The original Easter celebration, was put into a blender with Passover, and poof, the modern holiday was created. In fact the original name for Easter was “Pascha.”  Here we see the etymological link to Passover. (In many languages around the world, the word used to denote Easter is actually a variation of “Pascha.”)  In church, the Last Supper will often be described as the “Paschal Feast,” and in Spanish “Easter” is “Pascua.”

If thinking logically, Easter really should be an extension of Passover, the Last Supper was a Passover Seder after all. Which is why Passover and Easter often overlap. The reason they don’t overlap every year…well that brings us back to calendars. Depending on what calendar you use, Lunar, Solar, or dash of one with a pinch of the other, the exact date changes. (This includes how you denote the beginning of the month, and whether you include leap years). The Jewish calendar calculates Passover slightly differently than how the Christian calendar calculates Easter. (The Orthodox Calendar also calculates Easter’s date differently.)

Passover always falls on the 14th day of Nisan, and is always a full moon. (The Jewish months always begin on a new moon.)

Easter, as established by the Nicene Council (325 A.D.) was the first Sunday after the full moon after the Spring Equinox (March 21) (and just to make things more complicated), unless that Full Moon fell on a Sunday, In that case Easter would be the following Sunday.) This was likely done for two reasons. 1. To distance Christianity from Judaism and 2. As a nod to Emperor Constantine, who called the council, began the Roman state support for Christianity and who had previously been a sun worshiper; linking Easter to the Equinox put it in the tradition of many Roman Festivals, and made Christianity more approachable for the average pagan.

Linking Easter’s date to the Equinox is the key point here.

In pre-Christian Anglo-Saxon Britain, there was an important Goddess, Ēostre. Ēostre, who entered the historical record by a reference by the Venerable Bede (8th Century). She was a goddess of the dawn gave her name to the Anglo-Saxon version of April (called Eosturmonath).

Ostara (1884) By Johannes Gerts. Ostara is another translation of the goddess Ēostre’s name.

According to Bede in his book De temporum ratione (The Reckoning of Time) (725 AD):

Eosturmonath has a name which is now translated “Paschal month”, and which was once called after a goddess of theirs named Eostre, in whose honour feasts were celebrated in that month. Now they designate that Paschal season by her name, calling the joys of the new rite by the time-honoured name of the old observance.”

-Wallis, Faith (Trans.) (1999). Bede: The Reckoning of Time. Pg. 54

Christians in Anglo-Saxon Britain converted to Christianity and continued to use the name of the old spring/rebirth festival and much of its iconography (bunnies, and eggs) continued to be associated with the holiday.

This is what makes history so compelling.
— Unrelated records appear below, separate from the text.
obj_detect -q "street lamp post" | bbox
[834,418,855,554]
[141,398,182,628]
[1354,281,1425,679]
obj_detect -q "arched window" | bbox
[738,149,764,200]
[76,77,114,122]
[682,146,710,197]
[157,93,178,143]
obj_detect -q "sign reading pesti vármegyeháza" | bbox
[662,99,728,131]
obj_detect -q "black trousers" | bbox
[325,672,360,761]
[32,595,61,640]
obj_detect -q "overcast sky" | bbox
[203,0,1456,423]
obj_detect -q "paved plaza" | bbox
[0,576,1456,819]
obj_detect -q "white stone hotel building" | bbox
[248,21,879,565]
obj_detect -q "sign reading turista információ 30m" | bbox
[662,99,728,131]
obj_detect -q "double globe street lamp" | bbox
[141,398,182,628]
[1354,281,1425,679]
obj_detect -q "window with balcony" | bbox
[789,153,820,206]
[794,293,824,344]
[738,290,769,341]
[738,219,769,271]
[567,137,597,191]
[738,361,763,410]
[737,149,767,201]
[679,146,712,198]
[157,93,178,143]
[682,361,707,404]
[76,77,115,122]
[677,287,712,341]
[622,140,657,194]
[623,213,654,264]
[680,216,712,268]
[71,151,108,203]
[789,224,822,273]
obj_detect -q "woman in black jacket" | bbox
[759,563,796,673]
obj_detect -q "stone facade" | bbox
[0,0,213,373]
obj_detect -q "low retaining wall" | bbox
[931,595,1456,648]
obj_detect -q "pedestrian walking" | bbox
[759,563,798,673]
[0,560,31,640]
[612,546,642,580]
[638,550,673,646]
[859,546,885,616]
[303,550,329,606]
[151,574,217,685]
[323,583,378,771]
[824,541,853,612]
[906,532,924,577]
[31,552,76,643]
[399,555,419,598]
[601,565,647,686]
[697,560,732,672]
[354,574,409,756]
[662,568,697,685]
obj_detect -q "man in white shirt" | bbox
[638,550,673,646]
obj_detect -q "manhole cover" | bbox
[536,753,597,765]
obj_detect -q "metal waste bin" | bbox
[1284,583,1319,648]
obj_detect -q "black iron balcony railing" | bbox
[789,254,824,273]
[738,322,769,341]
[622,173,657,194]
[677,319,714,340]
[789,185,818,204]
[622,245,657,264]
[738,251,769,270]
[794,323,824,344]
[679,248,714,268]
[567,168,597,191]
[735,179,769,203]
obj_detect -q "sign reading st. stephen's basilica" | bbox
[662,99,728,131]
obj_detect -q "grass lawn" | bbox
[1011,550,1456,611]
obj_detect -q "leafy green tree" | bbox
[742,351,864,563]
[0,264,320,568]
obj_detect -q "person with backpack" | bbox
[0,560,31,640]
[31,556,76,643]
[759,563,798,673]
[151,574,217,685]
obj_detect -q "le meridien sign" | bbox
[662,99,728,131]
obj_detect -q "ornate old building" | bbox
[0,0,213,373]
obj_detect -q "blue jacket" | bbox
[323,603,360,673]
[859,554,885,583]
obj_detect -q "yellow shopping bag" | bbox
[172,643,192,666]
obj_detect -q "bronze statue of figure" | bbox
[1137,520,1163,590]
The answer to a simple question like “Why is Easter called Easter?” is never as simple as it seems it should be. The answer leads to all types of  interesting lines of inquiry, and we are only scratching the surface!

Happy Good Friday Everyone! (Which itself seems like an odd name…given what it commemorates…) and Happy Easter!

 

I knew much of the above but the sources below were helpful in researching this post:

(Source: N.S. Gill, Dating Easter, http://ancienthistory.about.com/cs/godsreligion/a/aa040200.htm)

Wallis, Faith (Trans.) (1999). Bede: The Reckoning of Time.

 

I briefly mentioned Ēostre in another post a year ago…which planted the seed of this post…it took a year but here it is!